Une rencontre écologiquement irresponsable et sportivement inepte, face à l’un des meilleurs représentants du football disneylando-émirati. Même si le manque de trophées nous a fait connecter à Ligue 1 Plus comme un gros junkie, c’est plutôt détendu du slip que nous avons abordé ce Trophée des Champions : qu’on le gagne, et l’on pourra savourer notre dépucelage palmaressique, qui comme tout dépucelage, implique de ne pas être trop regardant sur la conquête ; qu’on le perde, et la face du club ne devrait pas trop en être changée.

Ce détachement nous a permis de trouver ce match étrangement plaisant, une sorte d’affiche de niveau Ligue des Champions avec l’enjeu d’une kermesse de foyer rural. L’ouverture du score encaissée de manière particulièrement débile est allée jusqu’à nous faire sourire, la réponse olympienne a été appréciée à sa juste valeur, et même l’égalisation de la 95e, face à un PSG coutumier du fait, a été ravalée au rang de simple péripétie. À moins que ma famille n’ait coupé au Tranxène ma bière de match, ce stoïcisme sans faille devant les aléas de la vie représente dans cette soirée une victoire personnelle dont je ne suis pas peu fier.

Sérénité nirvanesque, donc, malgré la ginolisation du match par Jean-Bite et nos brêles de défenseurs. Flegme quasi-britannique, au moment de voir nos empaffés, prétendus « cadres de l’équipe » en tête, laisser les seconds couteaux saloper comme rarement la séance de tirs au but. Impassibilité marmoréenne, au moment de souhaiter à ces connards de subir la méthode de « déconstipation traditionnelle asiatique » telle que rapportée dans cet excellent article médical : l’insertion d’anguilles vivantes dans le cul avec supplément perforations rectales et intestinales (l’article est ici, photos incluses).

Même en jouant pour la queue du Mickey ils arrivent à me crisper, ces connards.


Les Longorious Basterds

Rulli
Pavard – Balerdi– Medina
Weah (Murillo, 77e) – Højbjerg Kondogbia– Emerson
Greenwood (honte à nous, O’Riley, 92e)– Gouiri (Aubameyang, 67e) – Paixão (Traoré, 67e)

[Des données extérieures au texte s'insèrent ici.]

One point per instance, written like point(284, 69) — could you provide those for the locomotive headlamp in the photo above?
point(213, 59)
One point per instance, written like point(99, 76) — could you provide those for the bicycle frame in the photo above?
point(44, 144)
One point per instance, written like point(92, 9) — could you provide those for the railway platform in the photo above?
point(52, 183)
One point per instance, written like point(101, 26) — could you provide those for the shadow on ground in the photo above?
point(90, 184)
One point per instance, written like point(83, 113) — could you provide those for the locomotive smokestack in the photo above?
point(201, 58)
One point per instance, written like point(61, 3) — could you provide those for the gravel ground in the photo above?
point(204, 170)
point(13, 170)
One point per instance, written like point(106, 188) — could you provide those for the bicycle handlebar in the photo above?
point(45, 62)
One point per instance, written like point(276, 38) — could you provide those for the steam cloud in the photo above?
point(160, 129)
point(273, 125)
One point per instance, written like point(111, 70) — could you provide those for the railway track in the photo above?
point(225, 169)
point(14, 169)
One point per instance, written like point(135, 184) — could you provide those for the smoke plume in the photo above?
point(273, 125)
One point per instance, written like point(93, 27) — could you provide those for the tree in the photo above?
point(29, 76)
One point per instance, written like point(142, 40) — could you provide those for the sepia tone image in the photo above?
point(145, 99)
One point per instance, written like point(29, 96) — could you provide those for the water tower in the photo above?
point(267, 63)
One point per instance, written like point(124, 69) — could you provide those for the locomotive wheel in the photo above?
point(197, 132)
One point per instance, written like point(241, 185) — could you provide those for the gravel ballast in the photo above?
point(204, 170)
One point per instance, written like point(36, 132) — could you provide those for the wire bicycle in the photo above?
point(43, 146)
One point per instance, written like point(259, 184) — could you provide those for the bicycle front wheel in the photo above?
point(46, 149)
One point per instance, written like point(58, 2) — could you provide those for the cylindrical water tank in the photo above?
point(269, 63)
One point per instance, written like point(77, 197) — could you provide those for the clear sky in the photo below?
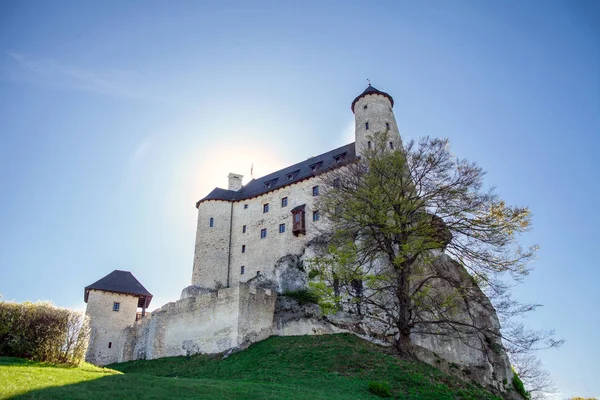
point(116, 117)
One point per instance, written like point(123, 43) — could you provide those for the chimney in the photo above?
point(235, 181)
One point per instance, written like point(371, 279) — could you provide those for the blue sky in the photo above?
point(116, 117)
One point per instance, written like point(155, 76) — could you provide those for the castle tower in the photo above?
point(213, 241)
point(373, 113)
point(112, 305)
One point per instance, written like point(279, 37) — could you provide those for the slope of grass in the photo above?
point(301, 367)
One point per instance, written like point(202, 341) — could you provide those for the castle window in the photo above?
point(315, 167)
point(292, 175)
point(270, 183)
point(339, 158)
point(298, 225)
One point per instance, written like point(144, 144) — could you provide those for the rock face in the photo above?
point(479, 353)
point(478, 356)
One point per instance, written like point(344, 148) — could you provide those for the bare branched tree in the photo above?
point(392, 215)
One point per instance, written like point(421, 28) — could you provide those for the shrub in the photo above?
point(519, 387)
point(381, 389)
point(43, 332)
point(303, 296)
point(313, 273)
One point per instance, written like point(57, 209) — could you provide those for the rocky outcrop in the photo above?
point(478, 356)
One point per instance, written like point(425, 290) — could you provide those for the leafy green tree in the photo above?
point(392, 215)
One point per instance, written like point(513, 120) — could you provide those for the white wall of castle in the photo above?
point(261, 254)
point(211, 322)
point(107, 325)
point(379, 116)
point(219, 257)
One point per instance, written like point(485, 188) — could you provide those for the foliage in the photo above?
point(535, 378)
point(43, 332)
point(329, 367)
point(391, 213)
point(519, 387)
point(381, 389)
point(303, 296)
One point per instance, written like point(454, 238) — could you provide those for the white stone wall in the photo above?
point(106, 325)
point(211, 256)
point(210, 261)
point(208, 323)
point(377, 114)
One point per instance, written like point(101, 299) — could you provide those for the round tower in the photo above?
point(213, 241)
point(112, 306)
point(373, 113)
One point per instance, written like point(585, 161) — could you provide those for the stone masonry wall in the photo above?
point(377, 114)
point(207, 323)
point(260, 254)
point(107, 325)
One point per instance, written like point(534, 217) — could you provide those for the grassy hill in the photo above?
point(300, 367)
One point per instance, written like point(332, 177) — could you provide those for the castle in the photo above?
point(246, 234)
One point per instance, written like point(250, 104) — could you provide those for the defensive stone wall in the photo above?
point(210, 322)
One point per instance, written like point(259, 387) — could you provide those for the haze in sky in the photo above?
point(116, 117)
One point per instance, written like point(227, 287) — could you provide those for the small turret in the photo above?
point(112, 305)
point(373, 113)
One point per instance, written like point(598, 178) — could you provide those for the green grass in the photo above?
point(300, 367)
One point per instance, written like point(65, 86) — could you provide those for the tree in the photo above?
point(392, 216)
point(536, 379)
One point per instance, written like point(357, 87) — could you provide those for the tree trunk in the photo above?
point(404, 320)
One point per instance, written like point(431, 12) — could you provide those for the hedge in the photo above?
point(43, 332)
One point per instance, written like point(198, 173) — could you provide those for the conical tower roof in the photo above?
point(371, 90)
point(121, 282)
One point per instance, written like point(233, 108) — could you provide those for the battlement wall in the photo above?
point(207, 323)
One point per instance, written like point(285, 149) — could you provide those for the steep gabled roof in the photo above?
point(371, 90)
point(121, 282)
point(286, 176)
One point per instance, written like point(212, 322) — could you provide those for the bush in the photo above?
point(303, 296)
point(43, 332)
point(519, 387)
point(381, 389)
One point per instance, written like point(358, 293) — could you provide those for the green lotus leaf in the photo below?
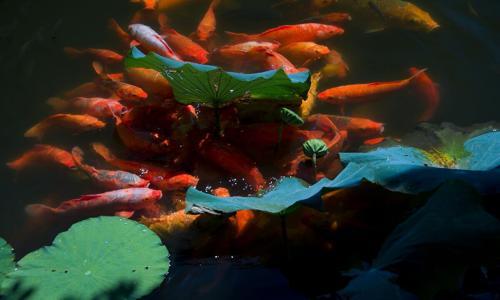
point(290, 117)
point(93, 257)
point(6, 259)
point(210, 85)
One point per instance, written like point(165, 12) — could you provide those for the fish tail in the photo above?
point(37, 131)
point(58, 104)
point(40, 211)
point(239, 37)
point(73, 52)
point(103, 151)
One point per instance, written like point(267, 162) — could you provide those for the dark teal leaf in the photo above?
point(203, 84)
point(375, 285)
point(452, 218)
point(93, 257)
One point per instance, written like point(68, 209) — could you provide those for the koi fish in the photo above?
point(427, 91)
point(76, 123)
point(331, 18)
point(303, 53)
point(88, 89)
point(358, 127)
point(286, 34)
point(185, 47)
point(104, 56)
point(108, 179)
point(381, 14)
point(334, 66)
point(152, 41)
point(164, 179)
point(273, 60)
point(151, 81)
point(231, 160)
point(109, 203)
point(208, 23)
point(96, 107)
point(43, 154)
point(360, 92)
point(123, 90)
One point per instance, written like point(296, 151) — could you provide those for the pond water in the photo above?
point(462, 56)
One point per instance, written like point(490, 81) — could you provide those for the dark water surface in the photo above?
point(463, 56)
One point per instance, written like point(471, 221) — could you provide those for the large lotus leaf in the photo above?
point(92, 257)
point(453, 218)
point(403, 169)
point(6, 259)
point(203, 84)
point(374, 285)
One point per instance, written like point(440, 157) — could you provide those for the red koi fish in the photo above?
point(232, 161)
point(358, 127)
point(427, 91)
point(152, 41)
point(75, 123)
point(272, 60)
point(307, 32)
point(122, 90)
point(43, 154)
point(185, 47)
point(108, 179)
point(361, 92)
point(164, 179)
point(304, 53)
point(97, 107)
point(104, 56)
point(108, 203)
point(208, 23)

Le 343 c’est vilain, mais après tout cela avait fonctionné quand nous étions jeunes, quand nous étions fous, et que nous gagnions contre le PSG. Après leurs pitreries contre Nantes, Vermeeren et Nadir sont suspendus, Balerdi s’est remis de sa castapiane, et Gouiri redevient titulaire en attaque.


Le match

Phénomène amusant, depuis le début de la saison l’OM se montre absolument nul sur corner, sauf contre le PSG. Cette phase de jeu nous avait déjà procuré la victoire il y a quelques mois, et seul un arrêt-réflexe du gardien empêche Balerdi de récidiver. L’OM provoque, se procure plein de coups de pied de coin et, sur lesdits corners, met systématiquement la défense en difficulté.

Comme il faut bien reconnaître que ces parisiens, depuis qu’ils ont un entraîneur qui les fait ressembler à une équipe, sont franchement pas dégueu, on assiste ainsi à un match vif et plaisant, d’autant que la tiédeur de l’enjeu et la mollesse du stade ôtent à la tension habituelle.

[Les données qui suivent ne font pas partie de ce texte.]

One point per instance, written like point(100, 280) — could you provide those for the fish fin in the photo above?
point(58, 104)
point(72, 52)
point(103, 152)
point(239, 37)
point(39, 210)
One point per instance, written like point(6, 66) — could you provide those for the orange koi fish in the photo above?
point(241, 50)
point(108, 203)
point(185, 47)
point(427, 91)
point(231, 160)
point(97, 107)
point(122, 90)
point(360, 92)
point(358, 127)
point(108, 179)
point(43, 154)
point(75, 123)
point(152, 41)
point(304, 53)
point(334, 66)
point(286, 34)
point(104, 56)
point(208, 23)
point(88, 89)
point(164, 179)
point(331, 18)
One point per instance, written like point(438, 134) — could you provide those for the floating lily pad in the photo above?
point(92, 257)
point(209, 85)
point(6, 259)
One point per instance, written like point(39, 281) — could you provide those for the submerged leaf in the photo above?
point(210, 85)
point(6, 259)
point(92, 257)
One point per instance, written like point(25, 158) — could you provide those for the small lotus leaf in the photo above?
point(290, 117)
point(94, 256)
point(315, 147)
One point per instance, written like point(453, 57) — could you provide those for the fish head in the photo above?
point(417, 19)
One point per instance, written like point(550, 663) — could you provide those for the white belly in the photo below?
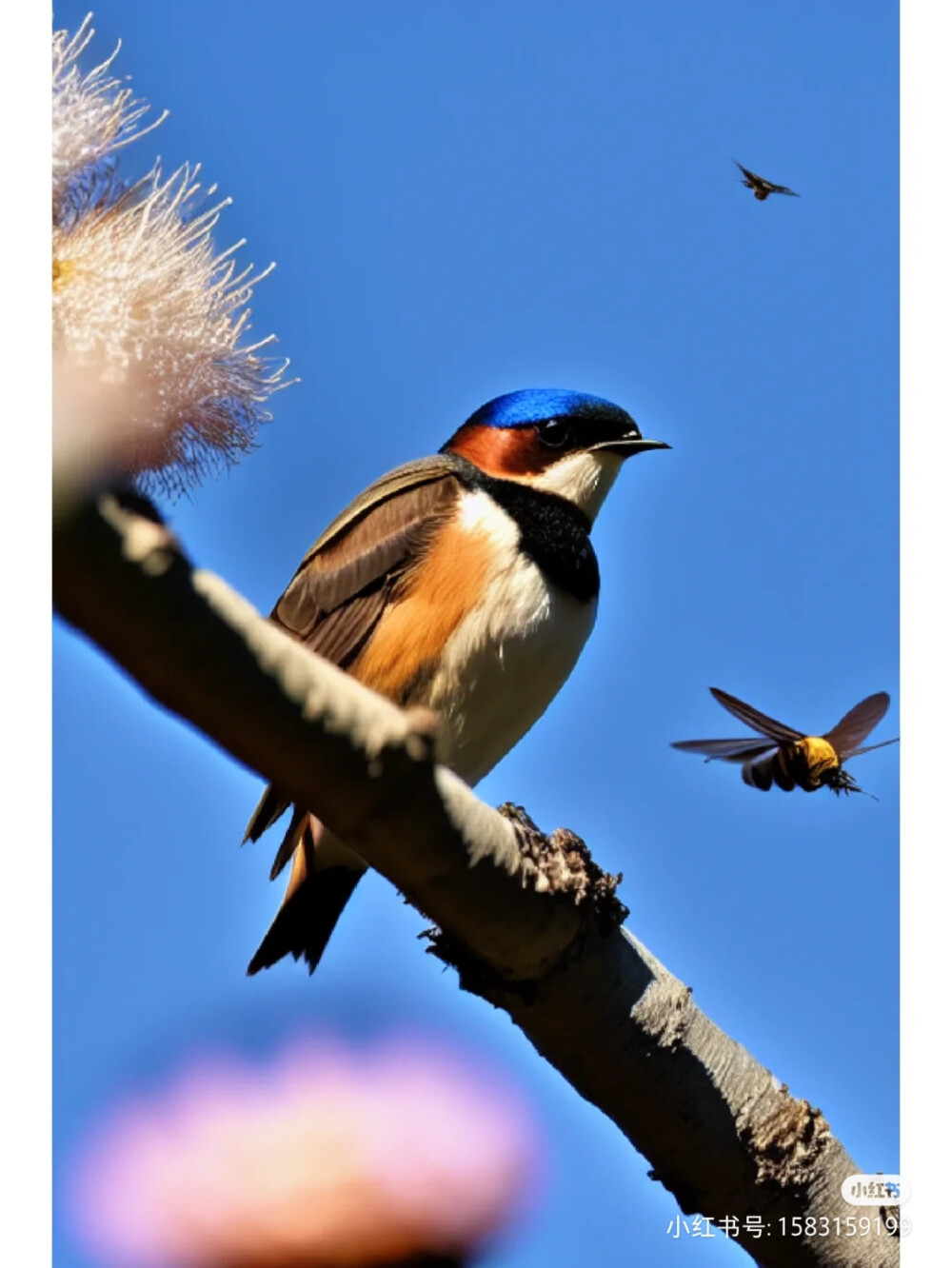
point(506, 661)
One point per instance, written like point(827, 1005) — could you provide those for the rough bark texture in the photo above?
point(530, 922)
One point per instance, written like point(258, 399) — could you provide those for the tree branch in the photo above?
point(530, 921)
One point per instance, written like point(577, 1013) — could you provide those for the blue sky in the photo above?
point(465, 201)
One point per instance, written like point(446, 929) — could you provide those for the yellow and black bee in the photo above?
point(762, 187)
point(788, 759)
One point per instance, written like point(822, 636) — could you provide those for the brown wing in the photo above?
point(347, 577)
point(852, 729)
point(750, 175)
point(345, 581)
point(768, 726)
point(725, 749)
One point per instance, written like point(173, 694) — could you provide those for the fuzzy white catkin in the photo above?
point(149, 375)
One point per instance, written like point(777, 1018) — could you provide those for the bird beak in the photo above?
point(629, 446)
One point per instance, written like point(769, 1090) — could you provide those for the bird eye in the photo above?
point(554, 432)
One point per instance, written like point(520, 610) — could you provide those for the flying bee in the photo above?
point(788, 759)
point(762, 187)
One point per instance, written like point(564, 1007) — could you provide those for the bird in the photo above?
point(761, 187)
point(790, 759)
point(466, 584)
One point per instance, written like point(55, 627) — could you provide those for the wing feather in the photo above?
point(348, 576)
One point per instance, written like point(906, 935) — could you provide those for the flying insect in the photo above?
point(762, 187)
point(790, 759)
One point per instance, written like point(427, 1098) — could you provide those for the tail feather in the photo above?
point(314, 898)
point(268, 810)
point(290, 842)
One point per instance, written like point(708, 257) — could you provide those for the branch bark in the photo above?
point(528, 921)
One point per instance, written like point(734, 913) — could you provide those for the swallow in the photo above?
point(790, 759)
point(466, 584)
point(762, 188)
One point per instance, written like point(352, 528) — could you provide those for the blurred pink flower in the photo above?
point(326, 1158)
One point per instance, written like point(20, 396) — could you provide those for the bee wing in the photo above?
point(768, 726)
point(852, 729)
point(868, 748)
point(725, 749)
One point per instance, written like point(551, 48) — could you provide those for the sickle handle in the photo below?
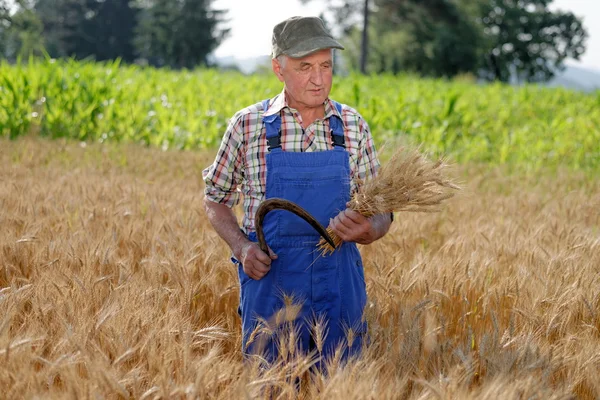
point(281, 204)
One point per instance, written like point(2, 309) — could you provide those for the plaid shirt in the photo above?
point(240, 166)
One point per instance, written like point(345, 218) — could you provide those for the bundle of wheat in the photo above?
point(409, 181)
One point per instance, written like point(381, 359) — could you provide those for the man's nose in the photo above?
point(317, 76)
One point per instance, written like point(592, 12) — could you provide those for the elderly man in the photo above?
point(306, 148)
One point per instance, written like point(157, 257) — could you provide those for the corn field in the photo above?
point(529, 127)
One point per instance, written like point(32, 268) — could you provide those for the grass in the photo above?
point(112, 284)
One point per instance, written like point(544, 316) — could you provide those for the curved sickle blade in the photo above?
point(281, 204)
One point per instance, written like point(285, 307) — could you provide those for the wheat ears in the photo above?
point(409, 181)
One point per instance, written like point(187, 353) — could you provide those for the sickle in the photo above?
point(281, 204)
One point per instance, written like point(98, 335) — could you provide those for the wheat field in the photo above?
point(113, 285)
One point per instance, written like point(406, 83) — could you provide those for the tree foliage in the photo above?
point(528, 42)
point(176, 33)
point(494, 39)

Face à un adversaire qui joue, et qui par conséquent ne se préoccupe guère de laisser des espaces, l’OM se fait clairement plus plaisir que devant les blocquéquipes de ligue 1. Sur le plan défensif, en revanche, c’est toujours pareil que l’on joue contre Nantes, le PSG, et sans doute aussi Bayeux mardi : à tout moment ça peut devenir Pinder. Soucieux d’appuyer ses premières relances, Rulli envoie en guise de passe une sacoche dans le bide de Medina. Malgré le mauvais contrôle qui s’ensuit, Facundo réussit à écarter le danger, et c’est ici que l’OM innove : des buts encaissés sur des coups de vier défensifs, on peut en citer des pelletées ; mais le DOUBLE VIER défensif, voici ce qui s’appelle une figure de style. Qu’est-ce qu’un double-vier défensif, me direz-vous ? Eh bien c’est quand l’OM commet une énorme cagade, la rattrape par miracle et, dans la touche de balle qui suit, commet une nouvelle cagade qui finit par l’anéantir. Dans le cas présent c’est Paixão qui, au lieu de sacocher n’importe où le temps que tout le monde reprenne ses esprits, relance plein axe droit sur Vitinha alors que notre défense n’est pas replacée. En une touche, le Parisien lance Dembelé qui n’a plus qu’à lober Rulli une main dans le slip (0-1, 14e).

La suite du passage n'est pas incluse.